Now you know why tarantula hawks are such a reliable “gross out” story for the uninitiated.
Speaking of bullet ants, I was once stung by one.
Ow ow owie ow. But LOL @ impaling the bastard with a #2. (Fantastic post btw. DAMN, NATURE, YOU SCARY!)
I have been EXTREMELY fortunate to avoid most stingy stuff (I too prefer beetles to the pointy-ended bugs)…although I did discover the hard way that the business end of a praying mantis means business (ow ow owie ow…but being the good little park naturalist I was at the time, I valiantly managed not to flick my hand and fling the rotten jerk-bug clear across the room – only because I was busy trying to show it to enthralled kids as part of a mini-lecture).
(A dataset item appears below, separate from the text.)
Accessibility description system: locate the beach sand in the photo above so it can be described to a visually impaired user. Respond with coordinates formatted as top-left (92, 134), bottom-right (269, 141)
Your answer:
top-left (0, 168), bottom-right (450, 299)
The first time I came across an oil beetle (a simply gorgeous blue Meloe angusticollis) I was working on an experimental dairy farm spending most of my time sorting through cow poop for bugs (good times). I was walking through a hay field, saw this glistening jewel of beautimoniousness and then freaked out because I DID NOT HAVE A COLLECTION VIAL. I had visions of immediate and large and painful blisters…and picked it up with my bare hands anyways. It promptly oozed at me, but b’gosh if it didn’t bother me in the slightest. I fear that this benign experience has set me up for future pain and suffering by dulling my sensibleness.
The only truly evil plant I’ve run into shall have to remain nameless (because I honestly don’t know what it was called). Whilst on a field course in Belize, I started to shimmy up a half-fallen tree to better snap photos of a troupe of Howler Monkeys. I don’t know what kind of bastard tree it was, but my arms broke out in welts and burned and stung for the next 24 hours. My oh-so-sympathetic PI just shook his head at me (he did that a lot) and said “the trees in this country have no sense of humour”.